Beware the SuiteScript Job Posting

The ongoing global pandemic has thrown a massive amount of chaos into the global workforce – to say nothing of the terrible personal suffering it has caused – and the SuiteScript space is no exception. Many companies are downsizing while many others are hiring; our little niche is in a state of constant transition.

Whether I’m working with coaching students who are looking for work or advising team leaders who are hiring developers, I’m often asked to review SuiteScript job postings and descriptions. Through that experience, I’ve noticed some common patterns and red flags, and I want to share some of those with you throughout this week. Each day, I’ll pick some common phrasing I see in job postings and share my interpretation of how it might translate into the day-to-day in that job. For those of you seeking a job, my hope is that you lean on my perspective to ask more pointed questions of a potential employer to suss out a good fit for yourself. For those of you hiring developers, my hope is that you are able to take a step back and critically assess your own job postings and descriptions with a fresh, outside perspective.

Throughout this series, please keep in mind that these are my own observations and anecdotal interpretations. Just because I say something in a job posting might be a red flag does not mean that is automatically a bad job or a bad company, or that the person posting it had any ill intent. Furthermore, just because a posting does not include any of my red flags does not automatically make it a good job or a good company for you. Job searches and employment dynamics are extremely personal and complex; everyone is in their own unique situation with varying goals and differing comfort zones. Don’t take my perspective as gospel; instead use it as fuel for your own critical thinking and research.

OK, with my preamble disclaimer out of the way, let’s talk about the first common phrase in a job posting that puts my teeth on edge.

“We need someone who loves to wear multiple hats …”

I can barely recall a single job posting in the past few years that doesn’t include some variation of this phrase; it’s especially common in startups and other small organizations or teams, but certainly not unique to them. Depending on how it is worded, it may be a little cryptic – especially if English is not your first language – but it is at least an up-front announcement that you will be doing a lot more work than just SuiteScript development. If an organization tells me I need to “wear multiple hats”, here’s how I generally interpret and think about that:

It’s likely the company has a flat organizational structure with loosely defined – or even undefined – teams and roles. There are likely few – if any – boundaries between the roles because everyone is “wearing multiple hats”. Some of those hats will certainly be the same hat or at least overlap a bit, so get ready to step on some toes and have your own toes stepped on. Your day-to-day will vary, perhaps wildly. Each day or week might bring a completely different task for a completely different stakeholder with a completely different goal. For some, this is a wonderful advantage in a job; for others, it’s a horrible nightmare.

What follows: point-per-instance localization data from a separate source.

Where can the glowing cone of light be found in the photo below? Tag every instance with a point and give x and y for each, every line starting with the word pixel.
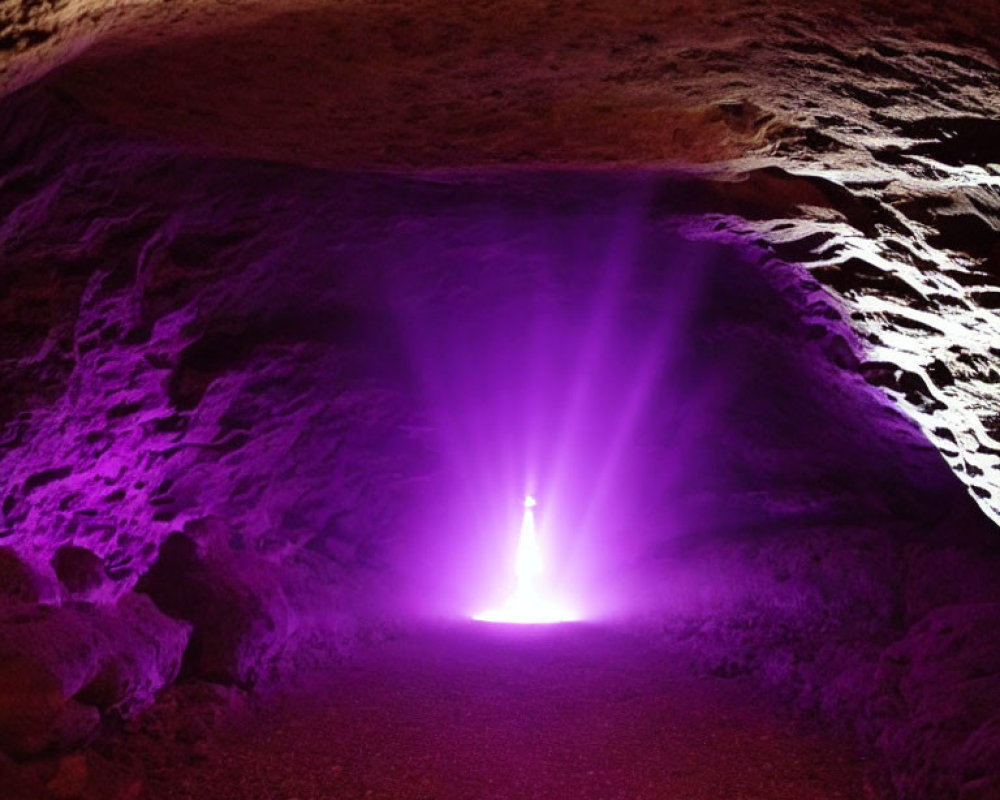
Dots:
pixel 530 602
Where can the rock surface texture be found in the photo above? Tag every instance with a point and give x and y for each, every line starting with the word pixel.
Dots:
pixel 237 239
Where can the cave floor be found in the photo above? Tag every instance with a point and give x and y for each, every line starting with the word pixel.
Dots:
pixel 480 711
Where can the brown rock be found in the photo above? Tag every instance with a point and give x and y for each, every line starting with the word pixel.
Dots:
pixel 70 779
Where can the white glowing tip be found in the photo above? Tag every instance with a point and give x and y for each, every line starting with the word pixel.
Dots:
pixel 529 604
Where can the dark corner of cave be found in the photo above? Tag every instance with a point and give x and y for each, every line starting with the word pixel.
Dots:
pixel 499 399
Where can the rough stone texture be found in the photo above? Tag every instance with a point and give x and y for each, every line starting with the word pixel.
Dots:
pixel 860 142
pixel 202 347
pixel 62 667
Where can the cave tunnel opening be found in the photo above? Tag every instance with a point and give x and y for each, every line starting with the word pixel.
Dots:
pixel 304 378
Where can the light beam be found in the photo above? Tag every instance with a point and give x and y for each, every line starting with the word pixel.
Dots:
pixel 532 602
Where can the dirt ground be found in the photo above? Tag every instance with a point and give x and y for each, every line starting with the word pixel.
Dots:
pixel 480 711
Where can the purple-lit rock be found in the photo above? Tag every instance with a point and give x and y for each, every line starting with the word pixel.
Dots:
pixel 249 405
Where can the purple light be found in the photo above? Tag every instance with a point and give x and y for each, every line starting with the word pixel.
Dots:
pixel 533 601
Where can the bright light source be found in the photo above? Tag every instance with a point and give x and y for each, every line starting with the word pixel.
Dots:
pixel 531 602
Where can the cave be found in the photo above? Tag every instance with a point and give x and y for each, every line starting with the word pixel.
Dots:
pixel 517 399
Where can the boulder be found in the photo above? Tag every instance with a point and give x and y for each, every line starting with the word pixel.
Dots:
pixel 61 668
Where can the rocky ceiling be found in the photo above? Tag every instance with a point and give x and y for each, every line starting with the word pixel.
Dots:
pixel 861 143
pixel 208 211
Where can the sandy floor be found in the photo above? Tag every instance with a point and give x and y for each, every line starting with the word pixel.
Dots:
pixel 481 712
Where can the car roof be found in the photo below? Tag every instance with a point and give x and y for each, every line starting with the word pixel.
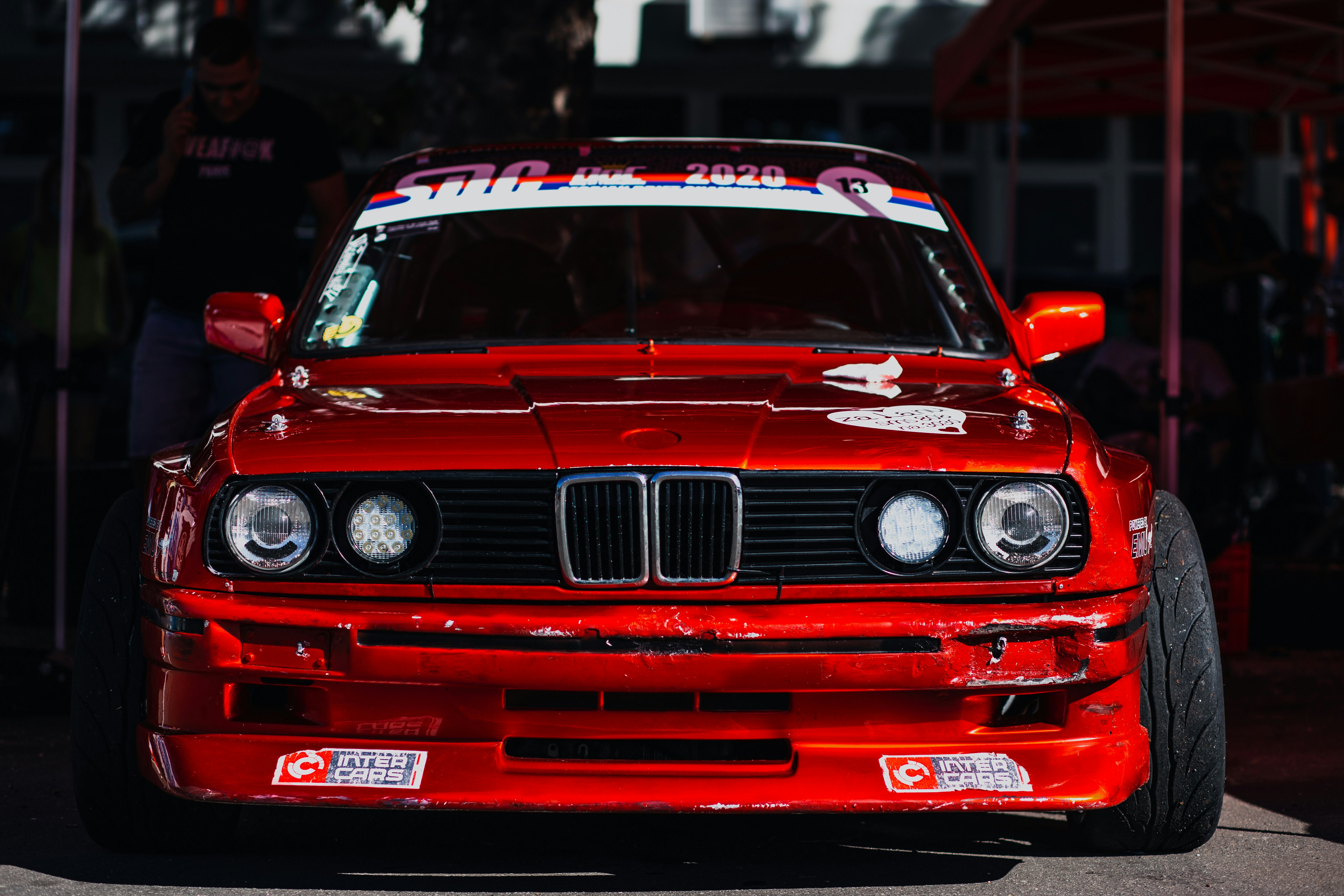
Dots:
pixel 658 142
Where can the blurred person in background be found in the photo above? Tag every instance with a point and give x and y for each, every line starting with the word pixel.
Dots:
pixel 1228 253
pixel 100 315
pixel 1122 391
pixel 229 164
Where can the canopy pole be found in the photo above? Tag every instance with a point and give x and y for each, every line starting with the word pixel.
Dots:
pixel 64 277
pixel 1011 205
pixel 1170 459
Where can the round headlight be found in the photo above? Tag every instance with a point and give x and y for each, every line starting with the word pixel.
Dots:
pixel 1022 525
pixel 912 527
pixel 269 529
pixel 382 527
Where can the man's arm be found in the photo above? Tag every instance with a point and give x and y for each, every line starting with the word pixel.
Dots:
pixel 136 193
pixel 328 199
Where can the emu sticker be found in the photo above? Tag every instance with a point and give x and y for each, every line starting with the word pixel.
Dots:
pixel 906 418
pixel 401 769
pixel 968 772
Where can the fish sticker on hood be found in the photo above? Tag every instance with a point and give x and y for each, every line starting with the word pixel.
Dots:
pixel 906 418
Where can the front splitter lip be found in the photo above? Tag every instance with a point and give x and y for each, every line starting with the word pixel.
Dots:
pixel 1088 773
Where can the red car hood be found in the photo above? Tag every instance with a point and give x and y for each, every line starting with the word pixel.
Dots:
pixel 759 421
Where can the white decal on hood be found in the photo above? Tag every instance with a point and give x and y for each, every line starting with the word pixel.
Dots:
pixel 876 379
pixel 889 370
pixel 906 418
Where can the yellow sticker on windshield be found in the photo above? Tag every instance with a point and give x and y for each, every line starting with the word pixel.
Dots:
pixel 349 326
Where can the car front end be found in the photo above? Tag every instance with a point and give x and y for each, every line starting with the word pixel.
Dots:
pixel 634 569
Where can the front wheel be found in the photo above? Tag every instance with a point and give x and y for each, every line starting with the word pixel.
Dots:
pixel 1181 706
pixel 119 808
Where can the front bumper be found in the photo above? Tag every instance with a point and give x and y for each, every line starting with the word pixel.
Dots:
pixel 209 737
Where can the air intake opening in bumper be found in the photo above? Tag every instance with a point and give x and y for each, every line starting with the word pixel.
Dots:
pixel 756 750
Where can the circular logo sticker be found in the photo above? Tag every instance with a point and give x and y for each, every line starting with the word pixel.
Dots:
pixel 906 418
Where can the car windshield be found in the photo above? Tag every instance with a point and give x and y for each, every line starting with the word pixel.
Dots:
pixel 623 242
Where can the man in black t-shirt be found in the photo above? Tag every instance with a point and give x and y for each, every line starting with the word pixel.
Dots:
pixel 230 167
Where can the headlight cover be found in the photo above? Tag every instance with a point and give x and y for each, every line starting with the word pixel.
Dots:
pixel 382 527
pixel 269 529
pixel 912 527
pixel 1021 526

The lack of well-defined boundaries and structure is likely to lead to redundancy, inefficiency, and confusion in day-to-day work unless someone is tightly controlling the distribution of the hats. Who decides who wears which hat on what day? The answer is almost universally “no one“, and if that’s the case, you’re probably in for a wild ride of long hours and a lone-wolf experience with little teamwork. That may or may not be what you’re looking for in a job.

Because you’re wearing so many hats, it’s unlikely any of them will become comfortable. You’re not going to develop any single skill very deeply as you’ll never be able to focus long enough if you’re getting pulled from hat to hat, project to project. Instead, you’ll develop a wider range of general skills to a shallow degree. If your goal is to specialize in something, you’ll probably want to look elsewhere. If you’re looking to dip your toe into several different roles, then this might be a good fit.

For me personally, I know that “wearing multiple hats” is not something I enjoy. I want to dive deep and specialize (hence my whole business being built completely around SuiteScript). I build teams which are well-defined with team members who are experts and specialists in their respective roles, who work together effectively and efficiently, and are left alone to focus on their project or client.

But I am not you! So what do you think about this phrase and these types of roles?